He is Risen, He is Risen Indeed!



There is something incredible about waking up as the sun rises on Easter morning.  If you know me (even a little bit), you know I am not a morning person… at all…  There is, quite literally, nothing I like about the rising of the sun.  I love the sunset.  I love the darkness.  My family and friends just roll their eyes, shake their heads, and smile when it starts to rain, and the sun goes behind the clouds, and I breathe a huge sigh of relief that it is damp and cold and dreary.  If I’m honest, it’s not that hard for me to sit with the sadness of Holy Week, which is probably one of the reasons I do it so well and preach it so nauseatingly.  Yet, as the sun just barely peeked over the horizon, this morning… this morning… this Easter morning… I instinctively, joyfully woke up.  I arose, because Jesus arose!  This is the best morning for waking up! 

Matthew 28:6-7, “He is not here; he has risen, just as he said. Come and see the place where he lay. Then go quickly…” (NIV).

Interestingly, this is not a morning for sitting with… anything…
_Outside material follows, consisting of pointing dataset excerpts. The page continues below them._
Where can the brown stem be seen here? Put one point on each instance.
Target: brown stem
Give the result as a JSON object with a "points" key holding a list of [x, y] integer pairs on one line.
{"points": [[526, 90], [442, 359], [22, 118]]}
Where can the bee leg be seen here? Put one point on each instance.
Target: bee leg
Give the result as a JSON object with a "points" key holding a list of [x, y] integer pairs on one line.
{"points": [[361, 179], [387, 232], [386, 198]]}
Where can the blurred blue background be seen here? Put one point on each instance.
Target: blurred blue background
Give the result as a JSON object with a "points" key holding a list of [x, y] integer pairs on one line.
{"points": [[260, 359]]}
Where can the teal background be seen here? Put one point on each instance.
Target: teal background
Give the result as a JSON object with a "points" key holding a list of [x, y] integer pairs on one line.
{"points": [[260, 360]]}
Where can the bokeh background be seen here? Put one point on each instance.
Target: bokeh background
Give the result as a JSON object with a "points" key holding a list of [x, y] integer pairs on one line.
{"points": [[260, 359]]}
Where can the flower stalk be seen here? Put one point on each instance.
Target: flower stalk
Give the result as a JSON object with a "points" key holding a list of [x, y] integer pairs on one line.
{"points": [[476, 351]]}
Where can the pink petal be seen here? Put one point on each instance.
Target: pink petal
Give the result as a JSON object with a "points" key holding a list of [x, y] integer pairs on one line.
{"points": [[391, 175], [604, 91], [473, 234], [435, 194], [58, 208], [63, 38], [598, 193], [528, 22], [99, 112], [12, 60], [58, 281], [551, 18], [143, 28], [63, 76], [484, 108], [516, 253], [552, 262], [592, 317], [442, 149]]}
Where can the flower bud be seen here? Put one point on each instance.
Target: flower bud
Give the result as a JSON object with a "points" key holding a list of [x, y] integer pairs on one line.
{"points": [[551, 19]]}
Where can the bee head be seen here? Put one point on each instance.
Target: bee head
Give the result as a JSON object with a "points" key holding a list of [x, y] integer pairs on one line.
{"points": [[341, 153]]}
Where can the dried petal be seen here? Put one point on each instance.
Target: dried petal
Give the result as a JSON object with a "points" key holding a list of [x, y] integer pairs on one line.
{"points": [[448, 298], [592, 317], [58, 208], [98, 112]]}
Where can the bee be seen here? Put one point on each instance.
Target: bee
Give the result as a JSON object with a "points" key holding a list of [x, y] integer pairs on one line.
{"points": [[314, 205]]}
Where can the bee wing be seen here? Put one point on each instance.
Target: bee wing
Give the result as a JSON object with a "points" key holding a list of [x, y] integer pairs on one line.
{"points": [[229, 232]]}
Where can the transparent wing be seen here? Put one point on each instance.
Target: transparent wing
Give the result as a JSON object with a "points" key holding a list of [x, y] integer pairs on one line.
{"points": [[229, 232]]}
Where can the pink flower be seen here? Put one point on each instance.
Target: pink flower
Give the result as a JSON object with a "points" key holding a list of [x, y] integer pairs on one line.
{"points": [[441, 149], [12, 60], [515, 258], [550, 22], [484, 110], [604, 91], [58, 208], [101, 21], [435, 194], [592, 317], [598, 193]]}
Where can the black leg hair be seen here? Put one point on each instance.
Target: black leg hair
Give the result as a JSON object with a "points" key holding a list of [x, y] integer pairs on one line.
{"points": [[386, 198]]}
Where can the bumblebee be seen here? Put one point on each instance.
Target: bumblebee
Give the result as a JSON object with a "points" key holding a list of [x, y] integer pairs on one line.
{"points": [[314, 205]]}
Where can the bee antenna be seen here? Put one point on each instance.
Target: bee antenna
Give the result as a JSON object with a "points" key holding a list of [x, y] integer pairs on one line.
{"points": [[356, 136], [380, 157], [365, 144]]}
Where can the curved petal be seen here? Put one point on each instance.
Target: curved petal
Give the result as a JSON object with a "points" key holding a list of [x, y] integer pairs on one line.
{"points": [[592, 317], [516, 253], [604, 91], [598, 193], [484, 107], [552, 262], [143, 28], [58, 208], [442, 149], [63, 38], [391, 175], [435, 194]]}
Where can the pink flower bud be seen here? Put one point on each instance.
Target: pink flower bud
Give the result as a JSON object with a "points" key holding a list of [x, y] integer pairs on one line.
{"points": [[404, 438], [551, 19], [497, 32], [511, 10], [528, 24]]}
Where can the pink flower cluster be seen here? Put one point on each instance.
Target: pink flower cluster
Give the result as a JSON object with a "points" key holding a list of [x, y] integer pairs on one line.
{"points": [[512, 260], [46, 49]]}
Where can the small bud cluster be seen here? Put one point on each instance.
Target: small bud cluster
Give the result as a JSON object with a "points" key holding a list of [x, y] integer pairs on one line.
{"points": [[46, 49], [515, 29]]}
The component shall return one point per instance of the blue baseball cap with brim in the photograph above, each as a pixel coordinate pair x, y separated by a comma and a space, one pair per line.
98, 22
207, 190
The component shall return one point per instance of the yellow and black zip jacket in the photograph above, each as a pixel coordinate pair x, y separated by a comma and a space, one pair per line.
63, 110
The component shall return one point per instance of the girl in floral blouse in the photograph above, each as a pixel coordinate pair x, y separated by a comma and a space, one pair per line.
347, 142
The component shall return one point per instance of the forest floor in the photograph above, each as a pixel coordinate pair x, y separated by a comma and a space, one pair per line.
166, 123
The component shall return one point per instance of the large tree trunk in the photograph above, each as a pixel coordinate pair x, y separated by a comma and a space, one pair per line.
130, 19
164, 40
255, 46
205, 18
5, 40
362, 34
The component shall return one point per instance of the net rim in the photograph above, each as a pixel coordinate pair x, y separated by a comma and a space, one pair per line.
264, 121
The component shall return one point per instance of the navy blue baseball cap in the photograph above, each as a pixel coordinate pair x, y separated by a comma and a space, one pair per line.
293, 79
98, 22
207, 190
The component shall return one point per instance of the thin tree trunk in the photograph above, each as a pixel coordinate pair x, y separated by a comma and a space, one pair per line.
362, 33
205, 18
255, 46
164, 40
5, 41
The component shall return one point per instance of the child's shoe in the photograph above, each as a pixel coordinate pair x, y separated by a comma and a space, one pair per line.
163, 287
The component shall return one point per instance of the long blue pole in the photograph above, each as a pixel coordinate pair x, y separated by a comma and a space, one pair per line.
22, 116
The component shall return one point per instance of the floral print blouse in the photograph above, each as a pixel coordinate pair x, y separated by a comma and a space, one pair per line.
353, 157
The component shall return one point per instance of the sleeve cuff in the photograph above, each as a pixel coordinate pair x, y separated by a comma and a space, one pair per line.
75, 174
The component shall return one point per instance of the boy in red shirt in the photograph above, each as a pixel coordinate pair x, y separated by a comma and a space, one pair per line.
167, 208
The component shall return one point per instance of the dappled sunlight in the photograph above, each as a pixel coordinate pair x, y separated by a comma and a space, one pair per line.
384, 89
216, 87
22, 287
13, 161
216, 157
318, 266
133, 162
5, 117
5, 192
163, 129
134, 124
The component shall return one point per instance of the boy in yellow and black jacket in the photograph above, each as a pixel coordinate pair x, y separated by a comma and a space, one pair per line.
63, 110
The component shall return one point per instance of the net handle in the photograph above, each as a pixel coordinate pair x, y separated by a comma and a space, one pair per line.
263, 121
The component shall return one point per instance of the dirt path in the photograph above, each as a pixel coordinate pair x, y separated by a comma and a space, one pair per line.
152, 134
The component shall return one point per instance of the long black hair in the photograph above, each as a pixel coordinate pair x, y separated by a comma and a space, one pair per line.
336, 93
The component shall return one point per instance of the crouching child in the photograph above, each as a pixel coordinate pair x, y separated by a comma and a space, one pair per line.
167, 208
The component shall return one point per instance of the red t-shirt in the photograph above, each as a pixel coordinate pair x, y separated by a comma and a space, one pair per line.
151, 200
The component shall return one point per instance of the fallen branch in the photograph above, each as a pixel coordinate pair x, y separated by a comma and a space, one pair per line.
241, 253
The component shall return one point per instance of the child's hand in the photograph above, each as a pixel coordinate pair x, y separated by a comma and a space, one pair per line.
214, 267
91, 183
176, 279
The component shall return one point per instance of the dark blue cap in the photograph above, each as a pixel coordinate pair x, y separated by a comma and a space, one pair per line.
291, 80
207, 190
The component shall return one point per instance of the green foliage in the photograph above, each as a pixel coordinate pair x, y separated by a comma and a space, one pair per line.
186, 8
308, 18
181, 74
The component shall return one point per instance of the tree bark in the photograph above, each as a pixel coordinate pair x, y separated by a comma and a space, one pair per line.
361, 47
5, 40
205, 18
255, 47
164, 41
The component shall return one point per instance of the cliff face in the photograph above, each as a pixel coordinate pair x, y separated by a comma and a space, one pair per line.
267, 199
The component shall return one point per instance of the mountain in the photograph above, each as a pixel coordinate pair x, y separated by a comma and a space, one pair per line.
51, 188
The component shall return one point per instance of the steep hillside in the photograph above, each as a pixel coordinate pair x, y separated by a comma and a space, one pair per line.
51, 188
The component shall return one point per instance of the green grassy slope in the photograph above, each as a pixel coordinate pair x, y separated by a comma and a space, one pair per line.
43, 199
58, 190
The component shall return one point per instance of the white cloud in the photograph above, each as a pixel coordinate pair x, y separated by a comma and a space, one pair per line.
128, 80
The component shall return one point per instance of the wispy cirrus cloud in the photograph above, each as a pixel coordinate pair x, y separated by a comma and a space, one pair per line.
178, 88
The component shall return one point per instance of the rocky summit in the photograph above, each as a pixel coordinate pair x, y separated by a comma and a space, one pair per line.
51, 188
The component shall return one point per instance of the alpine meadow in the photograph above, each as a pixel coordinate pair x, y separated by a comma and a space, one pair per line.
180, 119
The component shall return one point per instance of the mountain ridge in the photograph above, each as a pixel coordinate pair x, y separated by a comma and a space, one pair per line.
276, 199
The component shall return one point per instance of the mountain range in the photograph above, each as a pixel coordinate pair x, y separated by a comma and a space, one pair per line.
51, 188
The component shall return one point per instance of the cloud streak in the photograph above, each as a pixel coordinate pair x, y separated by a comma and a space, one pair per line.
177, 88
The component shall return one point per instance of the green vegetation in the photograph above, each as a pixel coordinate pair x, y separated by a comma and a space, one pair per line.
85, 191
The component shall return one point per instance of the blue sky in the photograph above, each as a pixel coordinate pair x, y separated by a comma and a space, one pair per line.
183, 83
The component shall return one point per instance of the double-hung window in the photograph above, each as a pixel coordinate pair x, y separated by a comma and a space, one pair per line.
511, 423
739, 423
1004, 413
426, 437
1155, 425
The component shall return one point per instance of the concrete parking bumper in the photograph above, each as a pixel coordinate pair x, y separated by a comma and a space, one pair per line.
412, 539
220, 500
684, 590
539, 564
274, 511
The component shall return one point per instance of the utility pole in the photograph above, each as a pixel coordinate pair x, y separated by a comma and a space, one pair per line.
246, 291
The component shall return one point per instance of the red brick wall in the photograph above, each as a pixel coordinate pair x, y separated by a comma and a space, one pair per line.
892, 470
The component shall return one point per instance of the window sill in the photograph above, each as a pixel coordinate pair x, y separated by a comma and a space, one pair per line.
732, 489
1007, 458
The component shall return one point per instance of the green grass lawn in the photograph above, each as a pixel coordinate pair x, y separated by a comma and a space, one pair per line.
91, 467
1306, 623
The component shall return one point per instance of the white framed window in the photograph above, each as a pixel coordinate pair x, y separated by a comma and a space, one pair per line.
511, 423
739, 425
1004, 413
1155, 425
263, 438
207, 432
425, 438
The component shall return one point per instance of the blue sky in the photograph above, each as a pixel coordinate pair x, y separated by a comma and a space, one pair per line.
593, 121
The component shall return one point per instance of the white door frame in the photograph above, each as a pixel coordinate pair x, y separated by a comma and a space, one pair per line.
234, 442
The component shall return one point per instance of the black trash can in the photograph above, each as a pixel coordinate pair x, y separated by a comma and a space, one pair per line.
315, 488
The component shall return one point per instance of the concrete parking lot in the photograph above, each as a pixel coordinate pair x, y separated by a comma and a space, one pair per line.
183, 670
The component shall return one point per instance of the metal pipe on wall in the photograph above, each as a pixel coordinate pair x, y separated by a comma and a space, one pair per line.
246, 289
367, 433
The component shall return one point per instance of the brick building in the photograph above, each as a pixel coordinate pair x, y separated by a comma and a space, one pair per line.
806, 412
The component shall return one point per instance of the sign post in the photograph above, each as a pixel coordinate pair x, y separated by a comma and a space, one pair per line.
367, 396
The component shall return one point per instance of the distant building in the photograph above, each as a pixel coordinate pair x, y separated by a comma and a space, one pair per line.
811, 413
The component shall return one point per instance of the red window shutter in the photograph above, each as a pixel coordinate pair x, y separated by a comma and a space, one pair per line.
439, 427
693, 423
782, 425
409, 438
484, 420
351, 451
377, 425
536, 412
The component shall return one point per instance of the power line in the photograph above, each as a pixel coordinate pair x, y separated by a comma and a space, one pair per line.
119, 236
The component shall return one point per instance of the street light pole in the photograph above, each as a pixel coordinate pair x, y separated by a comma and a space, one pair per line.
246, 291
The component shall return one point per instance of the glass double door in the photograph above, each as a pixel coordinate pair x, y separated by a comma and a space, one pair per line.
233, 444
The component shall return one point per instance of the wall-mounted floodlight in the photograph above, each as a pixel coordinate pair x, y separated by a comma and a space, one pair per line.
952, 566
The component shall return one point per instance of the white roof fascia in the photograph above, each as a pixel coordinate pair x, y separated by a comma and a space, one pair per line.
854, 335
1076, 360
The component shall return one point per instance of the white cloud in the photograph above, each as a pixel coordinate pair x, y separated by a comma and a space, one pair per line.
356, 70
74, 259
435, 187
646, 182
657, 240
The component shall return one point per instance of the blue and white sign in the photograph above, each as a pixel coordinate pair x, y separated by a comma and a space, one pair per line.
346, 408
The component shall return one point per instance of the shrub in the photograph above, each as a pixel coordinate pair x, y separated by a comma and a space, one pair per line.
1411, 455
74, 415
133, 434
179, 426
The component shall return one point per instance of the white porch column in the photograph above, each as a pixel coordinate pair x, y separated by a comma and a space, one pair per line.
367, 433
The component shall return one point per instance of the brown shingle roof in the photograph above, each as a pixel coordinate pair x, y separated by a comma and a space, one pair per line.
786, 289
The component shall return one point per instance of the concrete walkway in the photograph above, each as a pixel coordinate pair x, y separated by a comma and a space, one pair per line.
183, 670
When Mary and Mary arrived at the tomb, they probably needed a minute.  I mean, how confusing must it have been?  Even if they remembered Jesus’ words, none of it would have made sense.  Grief is a horrible, wonderful, terrible process.  What is essentially just hours after the brutal death of Jesus, which they observed, grief must still be clouding everything!  They must be numb.  Incredibly, they are going through all the right motions, adhering to all the right customs.  The vast majority of us rally and do these things when tragedy strikes.  But there is an order to things.  A protocol.  A modus operandi. 

What do you do when the body is missing?

Oh, I just realized I could go more ways than I want to with that one… (note to self, follow up).

As I read the resurrection account again, this morning, I stopped to think about how very familiar it is.  To be candid, we need some things in our life like this… some truths we can recall by rote, in the midst of our most heartrending moments, when we can’t make sense of anything.  And we need the angel, too.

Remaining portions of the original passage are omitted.